Литературная Зарница
Яковлева Ю. Поэты и джентльмены — М.: Новое литературное обозрение, 2023
«Поэты и джентльмены» вышли года три назад как. Но в цифровом, совсем неблагородном и малодоступном виде. И вот, издательство «НЛО» возвращает сокрытый ранее на недоступной многим цифровой платформе шедерв широкой общественности.
Видимо, дела пошли совсем плохо. Или наоборот, очень даже хорошо, и вместе с новым сериалом Яковлевой о похождениях поручика Рже..., извините, ротмистра Мурина, сменившего антитоталитарную НКВД-сагу про Васеньку Зайцева, решили читателю втюхать по второму кругу и такое.
Из всех плохих книг, — а нынче у нас случаются только плохие, наиболее дурны те, что принадлежат к литературе приема. Да и приемы у нас, чай, не постмодернизм какой, — все простые, традиционные: «Если бы губы Никанора Ивановича, да приставить к носу Ивана Кузьмича...».
Вот Яковлева и приставила.
Аннотация обещает ни больше, ни меньше отечественную Сьюзан Кларк («Джонатан Стрендж и мистер Норрелл»). Правда, вместо реалий наполеоновских войн в магическом виде, у нас тут война с третьим уже по счету Наполеоном и англичанами (последние тут все-таки на первом месте) с помощью магии слова.
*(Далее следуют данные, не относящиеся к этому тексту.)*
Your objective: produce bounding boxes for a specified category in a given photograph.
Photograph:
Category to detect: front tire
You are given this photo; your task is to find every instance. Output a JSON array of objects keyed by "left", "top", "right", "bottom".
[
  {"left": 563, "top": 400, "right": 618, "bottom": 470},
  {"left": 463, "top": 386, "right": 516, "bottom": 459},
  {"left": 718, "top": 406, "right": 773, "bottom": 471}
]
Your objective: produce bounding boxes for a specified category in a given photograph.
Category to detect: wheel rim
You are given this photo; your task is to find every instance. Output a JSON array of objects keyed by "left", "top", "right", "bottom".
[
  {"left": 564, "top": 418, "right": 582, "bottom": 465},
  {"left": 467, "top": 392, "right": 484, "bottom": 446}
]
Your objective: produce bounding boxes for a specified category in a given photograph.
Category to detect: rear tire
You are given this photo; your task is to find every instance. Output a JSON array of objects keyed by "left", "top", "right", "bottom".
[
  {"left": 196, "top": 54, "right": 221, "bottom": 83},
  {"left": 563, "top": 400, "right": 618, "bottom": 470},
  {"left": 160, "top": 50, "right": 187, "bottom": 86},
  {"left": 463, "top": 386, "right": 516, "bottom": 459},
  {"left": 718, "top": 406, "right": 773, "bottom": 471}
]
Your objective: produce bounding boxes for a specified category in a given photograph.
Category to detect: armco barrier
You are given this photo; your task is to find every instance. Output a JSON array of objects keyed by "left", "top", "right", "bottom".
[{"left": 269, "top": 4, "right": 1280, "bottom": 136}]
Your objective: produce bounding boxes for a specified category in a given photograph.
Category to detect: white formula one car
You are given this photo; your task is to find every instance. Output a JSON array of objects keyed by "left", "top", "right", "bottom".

Лига пакостливых классиков (Пушкин, Лермонтов, Гоголь, Чехов) вступает в непримиримую схватку со сборищем английских протосуфражисток (Остин, М. Шелли, Радклифф, Ада (Байрон) Лавлейс). Патриархальный, дремучий, мизогинический Восток против прогрессивного Запада. Концепция, видимо, такая. Поэтому и не позвали в синий угол ринга, к примеру, Скотта, Диккенса или того же Байрона с П. Б. Шелли.
Ну конечно, надо следовать нынешним канонам — мальчики против девочек. Кто кого?
Английские девочки хитры и изворотливы, русские мальчики, пусть и самолюбивы и заносчивы, но тоже могут что-то придумать на свой мальчишеский лад.
В остальном, перед нами опять заимствованный из далеких заграниц прием. Знаменитое лицо делается главным героем книжки, и это дает плюс стопятьсот не в карму, а в кошелек. Про Пупкина никто покупать не будет. А вот про известное фамилие, про того же Пушкина, может и купят.
И предлог благовидный: оживление мертвой классики и мертвых классиков — задорная литературная некромантия. Вот и пишут книги вроде этих же самых «Поэтов и джентльменов» для тех, кто постарше, или «Проделки Саши П. и его друзей» для аудитории помоложе. Но и там, и тут, на первом месте не мысли, не стремления, а самое главное в жизни классиков — проделки.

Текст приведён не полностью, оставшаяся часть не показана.